途中でも岩場でルートを見失い逆走するなど、何事もなくて済んだのはただ運が良かったに過ぎません。
北鎌尾根はあの希代の単独行者、加藤文太郎が遭難した場所であり、また登山家の松濤明が壮絶な遺書を残して岳友と共に死んだのも同じ場所です。
以下は松濤の遺書です。
力果て、凍傷で鉛筆も握れなくなった指で書かれたのであろう、手帳のページも飛び飛びになって、乱れた文字で綴られていたといいます。涙なしには読めません。
1月5日 フーセツ
SNOWHOLE ヲ出タトタン全身バリバリニコオル、手モアイゼンバンド モ凍ッテアイゼン ツケラレズ、ステップカットデヤリマデ ユカン トセシモ(有)千丈側ニスリップ、上リナホス力ナキ
(二枚空白)
タメ共ニ千丈ヘ下ル、カラミデモラッセルムネマデ、15 時 SH ヲホル
1月6日 フーセツ
全身凍ッテ力ナシ
ナントカ湯俣迄ト思ウモ
有元ヲ捨テルニシノ
ビズ、 死ヲ決ス
オカアサン
アナタノヤサシサニ
タダカンシャ、 一アシ
先ニオトウサンノ
所ヘ行キマス。
何ノコーコウモ出
来ズ死ヌ罪ヲ
オユルシ下サイ、
井上サンナドニイロ
イロ相談シテ
(二枚空白)
井上サン
イロイロアリガ
トウゴザイマシタ
カゾクノコトマタ
オネガヒ
手ノユビトーショウ
デ思フコトノ千分
ノ一モカケズ
モーシワケナシ、
ハハ、オトートヲ
タノミマス
有元ト死ヲ決
シタノガ 六時
今 十四時
仲々死ネナイ、
漸ク腰迄硬直
ガキタ、全シン
フルヘ、 有元モ
HERZ ソロソロ
クルシ、ヒグレト共ニ
凡テオワラン
ユタカ、ヤスシ タカヲヨ
スマヌ、ユルセ、ツヨク
コーヨウタノム
(七枚空白)
サイゴマデ
タタカウモイノチ
友ノ辺ニ
スツルモイノチ
共ニユク
(松ナミ)・・・
以下略。
(二枚空白)などとあるのは、濡れてくっついたページを凍傷の指でめくれなかったためと思われます。
高級官僚の息子として生まれた松濤は、学徒兵としてジャワで戦った経験があるのですが、ただの兵隊ではなく、身分を隠して敵を欺き、バレそうになると田んぼの泥に身を沈めて首を出したまま何昼夜も過ごすといった壮絶な体験をした特務工作員(スパイ)だったようです(学徒兵にもそんなことをさせるんだ。
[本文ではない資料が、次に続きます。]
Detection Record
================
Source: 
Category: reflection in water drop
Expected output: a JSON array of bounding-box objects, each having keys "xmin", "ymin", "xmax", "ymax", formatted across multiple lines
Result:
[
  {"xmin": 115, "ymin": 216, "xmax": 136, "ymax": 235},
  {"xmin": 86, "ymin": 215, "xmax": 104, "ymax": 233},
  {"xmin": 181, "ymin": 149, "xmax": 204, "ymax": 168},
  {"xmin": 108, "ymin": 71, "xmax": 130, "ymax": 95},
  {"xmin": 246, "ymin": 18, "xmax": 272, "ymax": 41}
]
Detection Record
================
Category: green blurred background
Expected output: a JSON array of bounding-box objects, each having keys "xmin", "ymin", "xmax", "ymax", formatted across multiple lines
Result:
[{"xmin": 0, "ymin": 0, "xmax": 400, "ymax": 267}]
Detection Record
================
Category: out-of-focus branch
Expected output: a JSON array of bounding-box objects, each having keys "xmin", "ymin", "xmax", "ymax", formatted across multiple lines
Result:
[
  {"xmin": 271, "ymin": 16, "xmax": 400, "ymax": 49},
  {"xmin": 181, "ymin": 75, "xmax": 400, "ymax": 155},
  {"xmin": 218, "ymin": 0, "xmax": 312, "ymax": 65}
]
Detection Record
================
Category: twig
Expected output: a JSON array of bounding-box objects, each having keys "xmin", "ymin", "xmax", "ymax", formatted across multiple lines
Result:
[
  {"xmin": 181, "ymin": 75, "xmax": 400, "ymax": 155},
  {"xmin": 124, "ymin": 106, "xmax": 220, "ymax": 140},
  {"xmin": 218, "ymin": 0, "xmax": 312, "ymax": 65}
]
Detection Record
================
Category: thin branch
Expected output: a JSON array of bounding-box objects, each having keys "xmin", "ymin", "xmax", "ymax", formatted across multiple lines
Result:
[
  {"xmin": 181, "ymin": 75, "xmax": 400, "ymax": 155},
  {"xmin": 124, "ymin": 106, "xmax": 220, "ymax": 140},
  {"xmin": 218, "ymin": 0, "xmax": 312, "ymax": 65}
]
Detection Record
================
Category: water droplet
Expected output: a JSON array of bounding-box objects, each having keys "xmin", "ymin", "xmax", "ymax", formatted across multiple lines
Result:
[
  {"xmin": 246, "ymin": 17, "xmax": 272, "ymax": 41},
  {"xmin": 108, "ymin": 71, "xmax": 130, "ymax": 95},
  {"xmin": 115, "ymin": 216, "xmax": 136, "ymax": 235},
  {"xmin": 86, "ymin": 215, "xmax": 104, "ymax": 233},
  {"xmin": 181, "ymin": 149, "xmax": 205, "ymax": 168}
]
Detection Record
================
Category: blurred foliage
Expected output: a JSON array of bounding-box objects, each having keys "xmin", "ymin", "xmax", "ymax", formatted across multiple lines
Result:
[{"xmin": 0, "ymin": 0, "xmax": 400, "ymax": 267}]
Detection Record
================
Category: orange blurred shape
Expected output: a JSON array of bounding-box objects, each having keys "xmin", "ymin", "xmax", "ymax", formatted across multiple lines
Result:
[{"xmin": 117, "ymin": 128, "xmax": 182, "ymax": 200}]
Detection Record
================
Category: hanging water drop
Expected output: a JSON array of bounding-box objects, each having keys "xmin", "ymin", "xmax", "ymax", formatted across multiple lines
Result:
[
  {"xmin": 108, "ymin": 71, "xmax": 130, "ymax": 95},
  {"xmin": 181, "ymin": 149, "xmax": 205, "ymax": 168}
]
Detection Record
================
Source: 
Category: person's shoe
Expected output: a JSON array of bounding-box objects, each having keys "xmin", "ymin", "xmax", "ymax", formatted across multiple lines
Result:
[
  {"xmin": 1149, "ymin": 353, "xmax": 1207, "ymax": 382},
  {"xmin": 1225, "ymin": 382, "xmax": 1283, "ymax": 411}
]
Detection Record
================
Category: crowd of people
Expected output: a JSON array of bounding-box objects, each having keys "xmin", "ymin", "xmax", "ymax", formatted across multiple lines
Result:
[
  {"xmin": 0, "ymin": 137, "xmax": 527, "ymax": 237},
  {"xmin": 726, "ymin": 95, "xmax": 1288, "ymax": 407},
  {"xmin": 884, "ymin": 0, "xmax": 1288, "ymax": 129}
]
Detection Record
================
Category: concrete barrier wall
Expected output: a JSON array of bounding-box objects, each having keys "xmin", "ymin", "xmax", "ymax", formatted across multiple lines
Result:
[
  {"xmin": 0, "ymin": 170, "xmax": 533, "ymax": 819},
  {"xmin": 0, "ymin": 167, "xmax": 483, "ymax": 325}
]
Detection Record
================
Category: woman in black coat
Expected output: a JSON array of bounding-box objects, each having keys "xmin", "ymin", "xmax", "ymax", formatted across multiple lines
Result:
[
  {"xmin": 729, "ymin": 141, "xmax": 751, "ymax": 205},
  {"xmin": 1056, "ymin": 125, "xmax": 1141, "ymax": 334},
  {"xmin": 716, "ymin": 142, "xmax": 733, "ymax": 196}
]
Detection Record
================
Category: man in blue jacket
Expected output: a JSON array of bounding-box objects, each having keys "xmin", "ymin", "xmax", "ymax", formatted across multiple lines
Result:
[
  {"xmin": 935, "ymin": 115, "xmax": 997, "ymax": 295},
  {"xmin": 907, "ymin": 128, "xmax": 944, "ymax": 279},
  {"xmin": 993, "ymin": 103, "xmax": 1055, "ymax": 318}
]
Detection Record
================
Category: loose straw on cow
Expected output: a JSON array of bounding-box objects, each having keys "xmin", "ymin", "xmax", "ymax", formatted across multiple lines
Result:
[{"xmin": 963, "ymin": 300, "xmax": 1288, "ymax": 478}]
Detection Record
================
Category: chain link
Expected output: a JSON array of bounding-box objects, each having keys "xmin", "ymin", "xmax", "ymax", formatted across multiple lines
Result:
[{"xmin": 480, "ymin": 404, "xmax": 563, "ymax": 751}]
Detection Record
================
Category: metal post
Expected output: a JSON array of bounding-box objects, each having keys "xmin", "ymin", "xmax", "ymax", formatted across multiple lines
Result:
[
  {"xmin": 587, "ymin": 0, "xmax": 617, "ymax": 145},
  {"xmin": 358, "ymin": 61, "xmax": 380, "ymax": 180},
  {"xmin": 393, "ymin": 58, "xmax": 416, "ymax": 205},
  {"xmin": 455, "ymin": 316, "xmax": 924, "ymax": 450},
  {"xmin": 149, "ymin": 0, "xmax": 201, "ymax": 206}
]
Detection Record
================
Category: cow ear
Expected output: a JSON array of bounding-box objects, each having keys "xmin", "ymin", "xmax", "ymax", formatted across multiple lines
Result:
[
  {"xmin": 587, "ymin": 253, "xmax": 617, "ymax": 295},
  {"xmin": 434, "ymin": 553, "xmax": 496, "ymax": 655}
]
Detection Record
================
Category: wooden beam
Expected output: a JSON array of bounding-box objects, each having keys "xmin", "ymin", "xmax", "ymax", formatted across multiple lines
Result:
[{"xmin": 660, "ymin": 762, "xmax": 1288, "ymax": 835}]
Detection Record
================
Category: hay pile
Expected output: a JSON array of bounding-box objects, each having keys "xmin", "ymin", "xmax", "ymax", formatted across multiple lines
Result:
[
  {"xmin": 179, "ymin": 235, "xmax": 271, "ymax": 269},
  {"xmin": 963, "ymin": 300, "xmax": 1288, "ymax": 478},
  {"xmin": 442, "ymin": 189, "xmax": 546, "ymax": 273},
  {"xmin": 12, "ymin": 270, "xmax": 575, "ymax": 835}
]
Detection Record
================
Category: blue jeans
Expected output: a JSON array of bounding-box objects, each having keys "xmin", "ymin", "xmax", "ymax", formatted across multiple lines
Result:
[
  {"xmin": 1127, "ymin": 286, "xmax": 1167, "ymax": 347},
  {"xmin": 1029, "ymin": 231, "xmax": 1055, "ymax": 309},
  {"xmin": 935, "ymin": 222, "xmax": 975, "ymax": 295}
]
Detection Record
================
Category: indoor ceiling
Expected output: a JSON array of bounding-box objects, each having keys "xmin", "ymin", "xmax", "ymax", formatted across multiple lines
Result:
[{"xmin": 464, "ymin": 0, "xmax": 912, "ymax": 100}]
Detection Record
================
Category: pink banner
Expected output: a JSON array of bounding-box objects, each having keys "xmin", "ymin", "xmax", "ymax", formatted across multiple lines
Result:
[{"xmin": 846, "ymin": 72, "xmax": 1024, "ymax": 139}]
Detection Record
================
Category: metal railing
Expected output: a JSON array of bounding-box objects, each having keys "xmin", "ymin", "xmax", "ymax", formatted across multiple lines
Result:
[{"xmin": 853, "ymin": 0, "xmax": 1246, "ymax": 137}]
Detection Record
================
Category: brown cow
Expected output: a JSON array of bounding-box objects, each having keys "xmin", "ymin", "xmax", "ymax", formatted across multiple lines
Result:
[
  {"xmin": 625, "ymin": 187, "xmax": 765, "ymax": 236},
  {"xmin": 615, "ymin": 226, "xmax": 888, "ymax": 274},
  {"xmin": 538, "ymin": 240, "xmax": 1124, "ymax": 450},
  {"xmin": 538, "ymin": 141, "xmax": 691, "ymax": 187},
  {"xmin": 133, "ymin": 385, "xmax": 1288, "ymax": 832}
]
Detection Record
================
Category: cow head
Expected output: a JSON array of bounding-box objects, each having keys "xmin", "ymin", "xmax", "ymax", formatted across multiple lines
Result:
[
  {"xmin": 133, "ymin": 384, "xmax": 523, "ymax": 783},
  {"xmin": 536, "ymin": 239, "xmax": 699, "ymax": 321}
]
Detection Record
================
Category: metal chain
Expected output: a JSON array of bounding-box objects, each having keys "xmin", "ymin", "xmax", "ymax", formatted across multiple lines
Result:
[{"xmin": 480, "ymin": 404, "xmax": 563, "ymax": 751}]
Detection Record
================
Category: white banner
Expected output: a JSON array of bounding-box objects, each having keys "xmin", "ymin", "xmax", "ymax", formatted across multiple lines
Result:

)
そうした地獄のような戦場から生還した松濤は憑かれたように山にのめり込み、ほとんど自殺行為としか見えないような激しい登山を続けました。
そんなことを知らなかった私ですが、知らずに彼の虚無的な生き方の毒に当てられていたのかもしれません。
魔の山域である北鎌尾根ですが、その記憶もかなり薄れていた今日たまたま、ネットで詳細な登山記録を見つけ読み耽ってしまいました。
若い人の書いた全編ギャグ満載のテキストですが、写真も多く、その雰囲気を十分楽しむことができました。
田舎に帰って介護や病気や葬式の話題ばかりの高齢者と過ごしてきましたが、正直辛気臭くて疲れました。若い人はいいです。